How about you? What books would you have on your list?








Thursday, October 26, 2017

UFO Documentary Scam?

This really takes the cake...

A few weeks ago I was contacted by a young filmmaker who said he was making a short YouTube documentary about Dr. J. Allen Hynek based on my book, The Close Encounters Man, and he was offering me the opportunity to edit his script before he went onto production.

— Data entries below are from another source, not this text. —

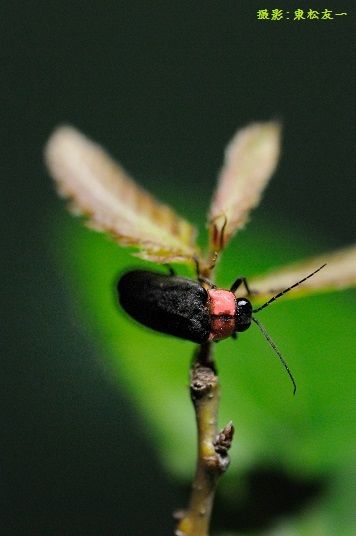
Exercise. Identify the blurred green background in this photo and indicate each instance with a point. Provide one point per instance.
(97, 429)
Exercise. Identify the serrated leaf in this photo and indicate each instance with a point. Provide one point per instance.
(100, 189)
(339, 273)
(250, 159)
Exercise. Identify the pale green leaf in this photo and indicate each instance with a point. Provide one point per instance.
(250, 159)
(339, 273)
(100, 189)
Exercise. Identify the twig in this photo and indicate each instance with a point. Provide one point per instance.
(213, 447)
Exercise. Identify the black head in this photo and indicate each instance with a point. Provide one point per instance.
(243, 314)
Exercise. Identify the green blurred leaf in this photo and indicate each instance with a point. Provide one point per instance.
(311, 433)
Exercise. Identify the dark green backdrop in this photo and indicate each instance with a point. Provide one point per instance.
(163, 85)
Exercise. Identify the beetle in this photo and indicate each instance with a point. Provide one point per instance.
(184, 308)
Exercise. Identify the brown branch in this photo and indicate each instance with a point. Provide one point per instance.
(213, 447)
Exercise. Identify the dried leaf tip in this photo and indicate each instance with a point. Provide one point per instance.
(99, 189)
(250, 160)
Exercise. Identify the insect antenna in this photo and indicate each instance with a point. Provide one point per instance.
(277, 352)
(287, 290)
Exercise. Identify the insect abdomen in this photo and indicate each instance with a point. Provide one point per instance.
(169, 304)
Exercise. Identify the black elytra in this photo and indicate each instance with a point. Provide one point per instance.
(181, 307)
(184, 308)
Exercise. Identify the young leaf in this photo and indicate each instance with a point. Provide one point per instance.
(250, 159)
(339, 273)
(100, 189)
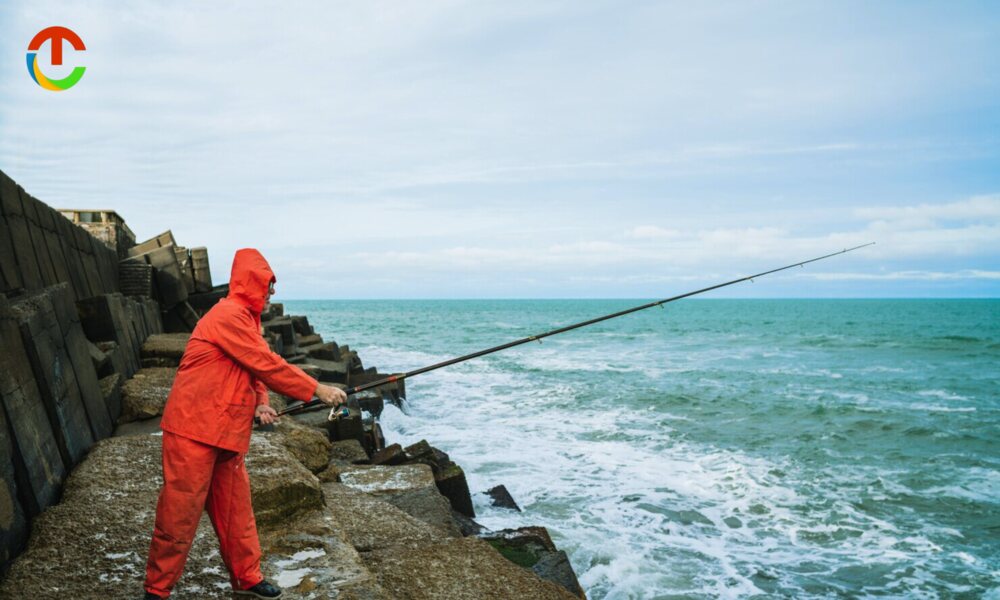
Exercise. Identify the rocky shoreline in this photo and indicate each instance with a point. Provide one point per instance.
(93, 329)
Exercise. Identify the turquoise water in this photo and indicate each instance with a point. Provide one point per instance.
(718, 448)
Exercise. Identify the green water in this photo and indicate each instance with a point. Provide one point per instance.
(732, 448)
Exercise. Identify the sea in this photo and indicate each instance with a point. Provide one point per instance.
(716, 448)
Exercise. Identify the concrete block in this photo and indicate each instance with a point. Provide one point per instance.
(46, 351)
(37, 457)
(10, 200)
(329, 370)
(56, 254)
(389, 456)
(452, 484)
(105, 319)
(77, 347)
(202, 302)
(180, 319)
(77, 278)
(106, 261)
(135, 278)
(37, 234)
(170, 286)
(167, 348)
(93, 276)
(24, 252)
(200, 270)
(111, 389)
(164, 239)
(13, 520)
(311, 339)
(301, 325)
(10, 274)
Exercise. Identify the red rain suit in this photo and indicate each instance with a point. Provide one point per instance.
(224, 374)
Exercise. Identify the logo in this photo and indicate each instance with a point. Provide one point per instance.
(57, 35)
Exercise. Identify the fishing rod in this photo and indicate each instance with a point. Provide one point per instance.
(315, 403)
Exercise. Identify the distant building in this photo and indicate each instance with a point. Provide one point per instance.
(105, 225)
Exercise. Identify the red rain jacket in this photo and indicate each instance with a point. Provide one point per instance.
(227, 366)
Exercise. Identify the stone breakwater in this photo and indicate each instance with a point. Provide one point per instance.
(92, 330)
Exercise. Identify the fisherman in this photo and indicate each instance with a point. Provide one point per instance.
(220, 387)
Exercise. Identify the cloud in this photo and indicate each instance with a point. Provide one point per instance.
(964, 274)
(975, 208)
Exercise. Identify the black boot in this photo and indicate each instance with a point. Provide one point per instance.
(261, 590)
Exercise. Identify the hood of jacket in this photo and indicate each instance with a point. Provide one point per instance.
(250, 279)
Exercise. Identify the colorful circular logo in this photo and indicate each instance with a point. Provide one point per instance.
(57, 35)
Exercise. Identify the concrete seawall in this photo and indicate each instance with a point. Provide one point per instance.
(92, 331)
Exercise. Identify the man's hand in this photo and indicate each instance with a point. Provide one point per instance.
(330, 394)
(265, 414)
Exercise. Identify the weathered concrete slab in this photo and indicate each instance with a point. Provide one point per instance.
(24, 252)
(457, 569)
(111, 389)
(307, 444)
(387, 480)
(145, 394)
(371, 524)
(10, 200)
(42, 257)
(164, 349)
(105, 318)
(93, 544)
(164, 239)
(37, 458)
(411, 488)
(77, 278)
(46, 350)
(330, 371)
(13, 520)
(170, 286)
(77, 347)
(280, 484)
(349, 451)
(10, 273)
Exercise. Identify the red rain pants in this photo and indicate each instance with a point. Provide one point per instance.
(197, 477)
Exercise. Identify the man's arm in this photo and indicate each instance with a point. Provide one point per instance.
(243, 343)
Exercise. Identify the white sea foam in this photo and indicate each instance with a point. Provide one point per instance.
(649, 503)
(940, 408)
(941, 394)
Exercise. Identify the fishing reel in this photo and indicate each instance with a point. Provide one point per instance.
(341, 411)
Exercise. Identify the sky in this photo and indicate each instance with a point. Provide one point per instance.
(538, 149)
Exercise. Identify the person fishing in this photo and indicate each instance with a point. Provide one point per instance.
(220, 388)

It took me a minute or two to absorb this guy's message. He was making a video based on my work... without bothering to ask my permission... but he was hoping I would edit and approve his script... and thereby put my seal of approval... on a product he was clearly filching from me.

Pretty cheeky of him, eh?

Do I want to take part in a UFO documentary? Hmmm...
I told him I had a problem with that, and that I would be consulting my attorney. He claimed that he was within his rights to use my book as source material under the "fair use" provision of copyright law, which is not really true, as he was basically basing everything in his script on my work, no one else's. That's a bit more than "fair use," IMHO. My attorney, meanwhile, was all set to send this guy a cease and desist letter, but I didn't really think he was worth that much effort.

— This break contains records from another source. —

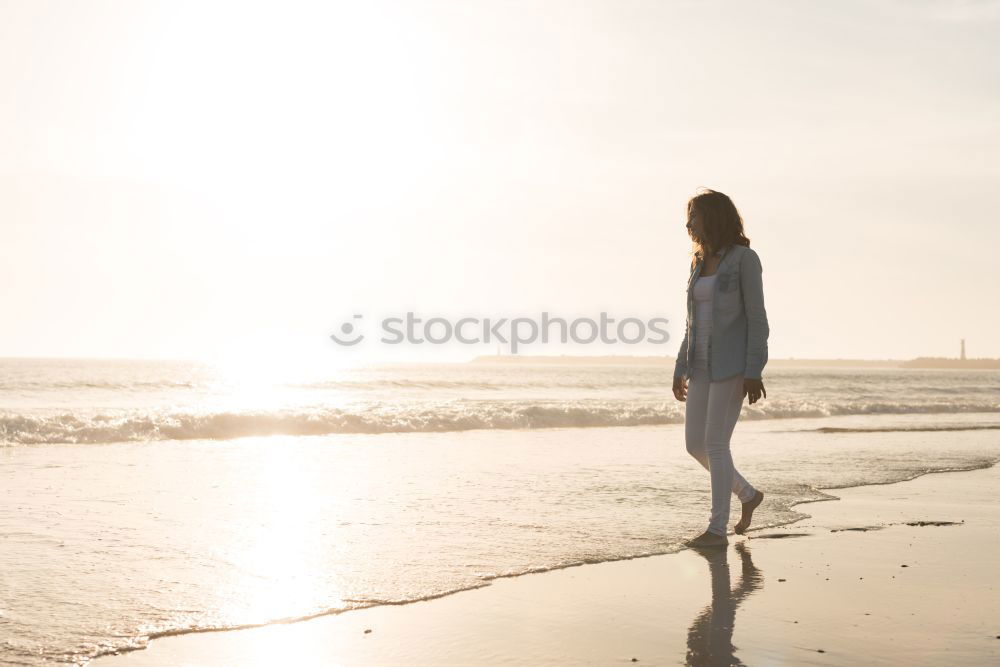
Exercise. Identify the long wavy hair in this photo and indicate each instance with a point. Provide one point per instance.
(721, 223)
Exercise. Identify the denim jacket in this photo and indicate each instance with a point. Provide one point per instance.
(738, 342)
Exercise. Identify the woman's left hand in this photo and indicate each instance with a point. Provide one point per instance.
(753, 389)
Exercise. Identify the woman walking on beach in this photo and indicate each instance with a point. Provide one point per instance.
(723, 353)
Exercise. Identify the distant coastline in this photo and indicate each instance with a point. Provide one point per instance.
(626, 360)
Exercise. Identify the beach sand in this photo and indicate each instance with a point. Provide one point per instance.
(853, 584)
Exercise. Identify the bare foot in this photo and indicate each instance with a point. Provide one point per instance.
(707, 539)
(748, 508)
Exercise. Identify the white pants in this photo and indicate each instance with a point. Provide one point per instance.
(711, 412)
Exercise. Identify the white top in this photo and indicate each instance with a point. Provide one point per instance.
(704, 289)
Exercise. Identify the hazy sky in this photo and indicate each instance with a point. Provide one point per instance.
(182, 179)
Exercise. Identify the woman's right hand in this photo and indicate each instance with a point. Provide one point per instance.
(680, 388)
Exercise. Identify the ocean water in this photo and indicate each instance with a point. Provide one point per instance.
(141, 499)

Well, I got busy over the last week or two and forgot all about this guy and his video. Then yesterday he sent me this message:
"I'm aiming to have this video completed by the end of the weekend and will need to know if you'll be requesting any changes to the script."
Although it was the last thing I wanted to do, I took another brief look at his script and found three or four significant inaccuracies right off the bat. But did I want to spend a hunk of my day going over the whole thing and fixing this guy's mistakes? No, I did not. Getting his script right is his job, not mine.

So here's what I wrote back to him:

There are quite a few inaccuracies in your script, and frankly I don't have the time or inclination to edit your writing. You can utilize "Fair Use" of course, to cite The Close Encounters Man for very specific, limited quotes, but I do not give you permission to portray me as sponsoring, approving or participating in your video in any way. Furthermore, you do not have my permission to use any image of my book or of my person in your video.

Mark
First world problem, I know, but what a ridiculous waste of my time. And what, really, does it contribute to the discussion?